3.3. Diffusional Mobility and Oligomerization Potential of Chimeric Antigen Receptors Built with Different Costimulatory Domains Are Correlated with Their Divergent Molecular Structures

Next, we investigated the lateral diffusion kinetics of CARs by fluorescence correlation spectroscopy. Individual fluctuation traces revealed that HER2.z and HER2.CD28.z constructs frequently formed larger clusters that showed up as higher and longer spikes in the record (Figure 3a), as opposed to 41BB-containing constructs, which had overall shorter spikes with smaller amplitudes. While this observation correlates well with the submicron-sized clusters observed in AiryScan images, it is important to emphasize that the two methods reveal two different hierarchical levels of aggregation. Autocorrelation functions calculated from the fluctuation traces could be best fitted by a two-component diffusion model corrected for triplet state (Figure 3b). To fit this model, the 3D diffusion correlation time (τ_A647HER2) of the free Alexa Fluor 647-conjugated HER2 ECD used for labeling the CAR, and the structural parameter S of the detection volume were determined in independent calibration measurements (Figure S1). From the fit, we obtained the triplet lifetime, the fractions of components, and the 2D membrane diffusion correlation time of the CAR molecules.

Triplet lifetime showed relatively small, although mathematically significant, variations among the various constructs (Figure S2a), which are best explained by the different aggregation states and concomitantly changing molecular environment in the CAR clusters. Analyzing the fractional distribution of diffusing components has revealed that constructs bearing CD28 costimulatory endodomains showed a higher free fraction of dissociated ligands (Figure S2b), suggesting that the presence of this domain may reduce the binding affinity of the CAR in this particular construct.

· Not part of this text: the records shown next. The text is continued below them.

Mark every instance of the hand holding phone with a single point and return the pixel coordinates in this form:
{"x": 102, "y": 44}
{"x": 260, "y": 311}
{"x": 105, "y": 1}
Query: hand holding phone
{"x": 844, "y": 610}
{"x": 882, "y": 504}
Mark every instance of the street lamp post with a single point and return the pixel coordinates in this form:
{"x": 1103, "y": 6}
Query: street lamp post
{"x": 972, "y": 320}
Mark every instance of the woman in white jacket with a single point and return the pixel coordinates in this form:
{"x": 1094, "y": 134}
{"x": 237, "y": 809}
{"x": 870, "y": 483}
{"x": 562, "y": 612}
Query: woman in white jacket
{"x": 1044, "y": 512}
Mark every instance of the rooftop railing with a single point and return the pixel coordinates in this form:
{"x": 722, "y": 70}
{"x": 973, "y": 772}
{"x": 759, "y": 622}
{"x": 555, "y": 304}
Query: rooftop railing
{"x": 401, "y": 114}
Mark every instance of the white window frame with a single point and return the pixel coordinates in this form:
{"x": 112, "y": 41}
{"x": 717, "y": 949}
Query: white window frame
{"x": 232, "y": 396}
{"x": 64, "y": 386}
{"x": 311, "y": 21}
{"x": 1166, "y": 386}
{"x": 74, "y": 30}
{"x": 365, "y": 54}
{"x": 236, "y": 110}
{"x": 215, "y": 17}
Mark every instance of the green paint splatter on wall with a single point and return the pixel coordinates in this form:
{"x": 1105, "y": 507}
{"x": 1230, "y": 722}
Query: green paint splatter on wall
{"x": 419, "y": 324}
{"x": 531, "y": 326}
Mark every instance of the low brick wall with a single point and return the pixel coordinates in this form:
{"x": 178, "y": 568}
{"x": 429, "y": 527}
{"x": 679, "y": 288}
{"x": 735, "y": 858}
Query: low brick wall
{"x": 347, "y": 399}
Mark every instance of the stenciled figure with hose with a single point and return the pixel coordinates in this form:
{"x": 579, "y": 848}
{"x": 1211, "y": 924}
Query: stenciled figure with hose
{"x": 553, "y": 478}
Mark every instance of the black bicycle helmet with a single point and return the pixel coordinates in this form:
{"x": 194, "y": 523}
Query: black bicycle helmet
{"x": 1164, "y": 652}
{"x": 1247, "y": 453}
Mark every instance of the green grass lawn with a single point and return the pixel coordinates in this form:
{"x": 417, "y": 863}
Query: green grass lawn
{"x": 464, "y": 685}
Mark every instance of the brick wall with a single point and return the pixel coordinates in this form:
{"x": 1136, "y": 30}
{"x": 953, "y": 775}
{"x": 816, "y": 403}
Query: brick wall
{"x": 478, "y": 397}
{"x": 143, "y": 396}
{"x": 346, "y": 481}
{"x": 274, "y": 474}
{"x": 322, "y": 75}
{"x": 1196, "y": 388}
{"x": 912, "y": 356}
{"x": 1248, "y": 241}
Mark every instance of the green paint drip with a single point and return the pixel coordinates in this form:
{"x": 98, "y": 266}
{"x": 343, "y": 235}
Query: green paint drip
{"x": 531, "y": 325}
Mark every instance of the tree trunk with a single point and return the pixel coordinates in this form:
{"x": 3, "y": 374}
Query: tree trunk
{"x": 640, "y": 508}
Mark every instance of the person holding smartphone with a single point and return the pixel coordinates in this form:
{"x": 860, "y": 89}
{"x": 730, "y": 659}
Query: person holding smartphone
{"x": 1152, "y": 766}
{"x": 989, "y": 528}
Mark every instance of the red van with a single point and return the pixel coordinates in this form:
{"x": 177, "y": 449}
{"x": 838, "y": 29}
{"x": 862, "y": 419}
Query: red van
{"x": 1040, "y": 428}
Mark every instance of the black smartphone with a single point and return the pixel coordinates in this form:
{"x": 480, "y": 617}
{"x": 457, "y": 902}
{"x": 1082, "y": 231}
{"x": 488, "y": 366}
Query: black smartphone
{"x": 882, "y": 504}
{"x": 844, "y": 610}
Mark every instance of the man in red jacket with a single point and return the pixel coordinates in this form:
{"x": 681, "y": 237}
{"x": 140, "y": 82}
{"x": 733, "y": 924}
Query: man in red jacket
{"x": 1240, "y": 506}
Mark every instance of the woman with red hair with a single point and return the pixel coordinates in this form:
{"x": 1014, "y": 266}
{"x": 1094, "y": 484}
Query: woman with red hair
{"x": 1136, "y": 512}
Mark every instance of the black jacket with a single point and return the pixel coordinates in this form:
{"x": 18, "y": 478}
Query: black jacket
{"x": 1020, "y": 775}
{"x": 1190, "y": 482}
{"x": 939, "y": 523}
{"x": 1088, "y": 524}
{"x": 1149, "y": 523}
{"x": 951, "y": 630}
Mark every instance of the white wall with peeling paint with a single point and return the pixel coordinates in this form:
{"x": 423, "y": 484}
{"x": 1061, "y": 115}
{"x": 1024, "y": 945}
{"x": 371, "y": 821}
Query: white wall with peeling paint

Based on the calibrated size of the confocal volume, the 2D membrane diffusion correlation times were translated to diffusion constants of the respective CAR molecules (Figure 3c). These show that the HER2.z construct exhibited significantly slower mobility, whereas the HER2.CD28.41BB.z CAR exhibited significantly faster mobility compared to HER2.CD28.z and HER2.41BB.z CARs (D_HER2._z = 0.31 ± 0.01, D_CD28._z = 0.44 ± 0.01, D_41BB._z = 0.44 ± 0.01, D_CD28._41BB._z = 0.53 ± 0.02 µm²s⁻¹). We correlated these findings with the molecular structure of the constructs modeled by the RoseTTAFold deep-learning-based protein structure prediction algorithm (Figure 3d). The predicted models indicated that with the addition of one or two costimulatory endodomains, the CD3z domain is increasingly shifted away from the inner membrane surface and thus away from the position that the ζ-chain normally assumes in the TCR/CD3 complex. This effect could diminish the interaction of the CD3z domain with phosphoinositides in the plasma membrane [26], thereby causing a gradual increase in CAR mobility with the insertion of each costimulatory endodomain.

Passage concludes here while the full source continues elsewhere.